Publishing company embracing East Anglian history returns to hometown
PUBLISHED: 18:00 12 March 2018 | UPDATED: 16:46 15 March 2018
Archant © 2018
A publishing company celebrating all there is to love about the region’s rich history has moved back to its original home.
Poppyland Publishing, which began issuing local interest books in 1976, was initially based in Lowestoft before moving to Cromer in the early 1980s.
After spending more than 30 years on the North Norfolk coast under the stewardship of Peter Stibbons, the imprint was recently acquired by 59-year-old author Gareth Davies and made its official return to Suffolk on March 1.
Poppyland first came into being when Mr Stibbons wrote his first booklet and, in the ensuing years, more than 150 titles have been published.

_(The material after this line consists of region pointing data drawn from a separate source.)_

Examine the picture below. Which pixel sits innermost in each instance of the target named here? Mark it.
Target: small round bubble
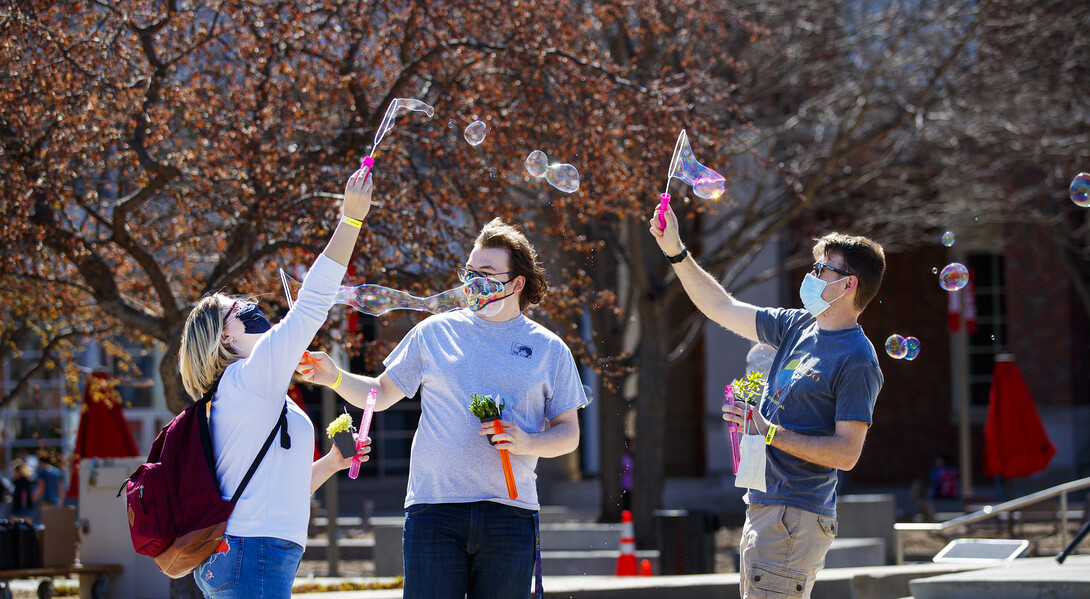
(475, 133)
(1080, 190)
(954, 277)
(895, 346)
(536, 163)
(911, 347)
(562, 176)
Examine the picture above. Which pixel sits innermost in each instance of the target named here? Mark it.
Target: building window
(991, 335)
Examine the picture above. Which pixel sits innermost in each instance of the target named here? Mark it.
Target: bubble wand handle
(505, 459)
(368, 411)
(728, 393)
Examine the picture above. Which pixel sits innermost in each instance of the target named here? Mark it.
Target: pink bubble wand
(368, 411)
(736, 455)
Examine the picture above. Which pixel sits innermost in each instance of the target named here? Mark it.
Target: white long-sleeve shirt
(247, 403)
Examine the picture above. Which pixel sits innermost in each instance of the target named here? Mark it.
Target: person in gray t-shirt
(464, 535)
(816, 407)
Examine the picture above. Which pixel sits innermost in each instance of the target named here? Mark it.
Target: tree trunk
(648, 483)
(610, 440)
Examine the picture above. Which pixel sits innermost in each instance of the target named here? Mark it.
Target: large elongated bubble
(561, 175)
(705, 182)
(398, 106)
(376, 300)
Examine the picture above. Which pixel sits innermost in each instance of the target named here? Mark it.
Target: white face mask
(810, 293)
(493, 308)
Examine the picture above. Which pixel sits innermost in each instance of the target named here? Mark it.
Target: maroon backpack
(177, 513)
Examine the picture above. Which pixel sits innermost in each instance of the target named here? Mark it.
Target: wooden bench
(93, 577)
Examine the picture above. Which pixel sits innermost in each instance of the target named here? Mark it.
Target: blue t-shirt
(816, 378)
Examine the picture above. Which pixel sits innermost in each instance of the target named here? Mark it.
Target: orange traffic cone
(626, 562)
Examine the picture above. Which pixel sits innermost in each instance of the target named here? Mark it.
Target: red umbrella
(104, 431)
(1015, 440)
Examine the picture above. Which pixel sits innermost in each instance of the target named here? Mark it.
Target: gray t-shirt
(816, 378)
(452, 355)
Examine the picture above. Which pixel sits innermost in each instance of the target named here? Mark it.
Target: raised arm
(703, 290)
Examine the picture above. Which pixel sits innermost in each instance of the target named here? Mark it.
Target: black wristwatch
(679, 257)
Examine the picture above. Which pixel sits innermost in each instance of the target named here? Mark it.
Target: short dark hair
(524, 261)
(862, 257)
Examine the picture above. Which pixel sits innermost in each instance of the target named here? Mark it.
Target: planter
(344, 442)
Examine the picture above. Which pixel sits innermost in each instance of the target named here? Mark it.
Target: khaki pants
(783, 549)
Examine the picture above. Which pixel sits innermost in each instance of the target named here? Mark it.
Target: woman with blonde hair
(230, 351)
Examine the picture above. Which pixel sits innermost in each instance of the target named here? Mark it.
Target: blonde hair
(202, 358)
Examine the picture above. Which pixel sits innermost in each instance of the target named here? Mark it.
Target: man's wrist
(677, 256)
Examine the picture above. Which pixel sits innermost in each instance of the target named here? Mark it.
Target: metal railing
(992, 511)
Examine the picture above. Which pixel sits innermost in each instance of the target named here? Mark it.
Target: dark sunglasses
(465, 274)
(822, 267)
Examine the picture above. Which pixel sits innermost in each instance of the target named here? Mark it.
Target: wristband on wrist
(679, 257)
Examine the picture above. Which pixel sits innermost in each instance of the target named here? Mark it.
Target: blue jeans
(481, 550)
(252, 567)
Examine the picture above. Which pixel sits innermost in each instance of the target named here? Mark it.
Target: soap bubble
(562, 176)
(474, 134)
(1080, 190)
(536, 163)
(376, 300)
(911, 347)
(759, 358)
(954, 277)
(399, 106)
(705, 182)
(896, 346)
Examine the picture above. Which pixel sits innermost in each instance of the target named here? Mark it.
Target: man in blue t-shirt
(816, 406)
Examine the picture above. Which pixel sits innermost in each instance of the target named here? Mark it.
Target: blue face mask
(810, 293)
(252, 319)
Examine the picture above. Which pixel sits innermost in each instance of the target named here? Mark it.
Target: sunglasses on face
(465, 274)
(822, 267)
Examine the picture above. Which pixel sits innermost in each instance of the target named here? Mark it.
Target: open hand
(513, 439)
(358, 194)
(342, 462)
(319, 368)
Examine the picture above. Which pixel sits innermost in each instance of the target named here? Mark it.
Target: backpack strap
(282, 422)
(281, 425)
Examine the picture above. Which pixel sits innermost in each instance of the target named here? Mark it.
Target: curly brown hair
(524, 261)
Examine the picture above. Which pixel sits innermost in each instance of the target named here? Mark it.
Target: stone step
(1015, 579)
(574, 536)
(350, 549)
(593, 563)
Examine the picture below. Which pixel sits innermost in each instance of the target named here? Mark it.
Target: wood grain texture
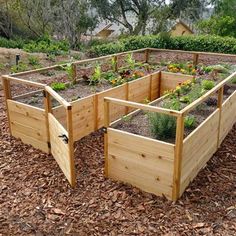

Reflecting on the birth of Poppyland and the much-loved publisher’s ethos, Mr Stibbons said: “I found a local printer and produced my own booklet on the subject. Soon others were asking whether I would publish their work as well.
“The imprint specialises mostly in local history, and all the books and booklets must contain an element of primary research by the author.”
Mr Stibbons’ literary contribution to the region was recognised at the East Anglian Book Awards in 2017, when he picked up the Exceptional Contribution Award.
Having retired aged 70, his friend and former colleague Mr Davies couldn’t bear to see another regional publishing company fall by the wayside.
He will run the imprint from his home in Oulton Broad, providing enthusiastic authors with the means to have their work distributed.
“There are very few local publishers around these days and it’s important that Poppyland continued for as long as possible,” said Mr Davies, who specialises in local 19th century history and has had several of his own books published by Poppyland.
“Peter has always said to me that two things are crucial: the books that we publish have to be rigorously researched, and we as a publisher must try to give people an opportunity to get their voice’s heard.
“It’s all about saying there is a whole range of local heritage that people can read about and celebrate.”
Mr Davies will now set about handling proposals sent to him by authors and historians. Books in preparation include booklets on Great Yarmouth and Lowestoft as part of the publisher’s ‘Town and Village’ series.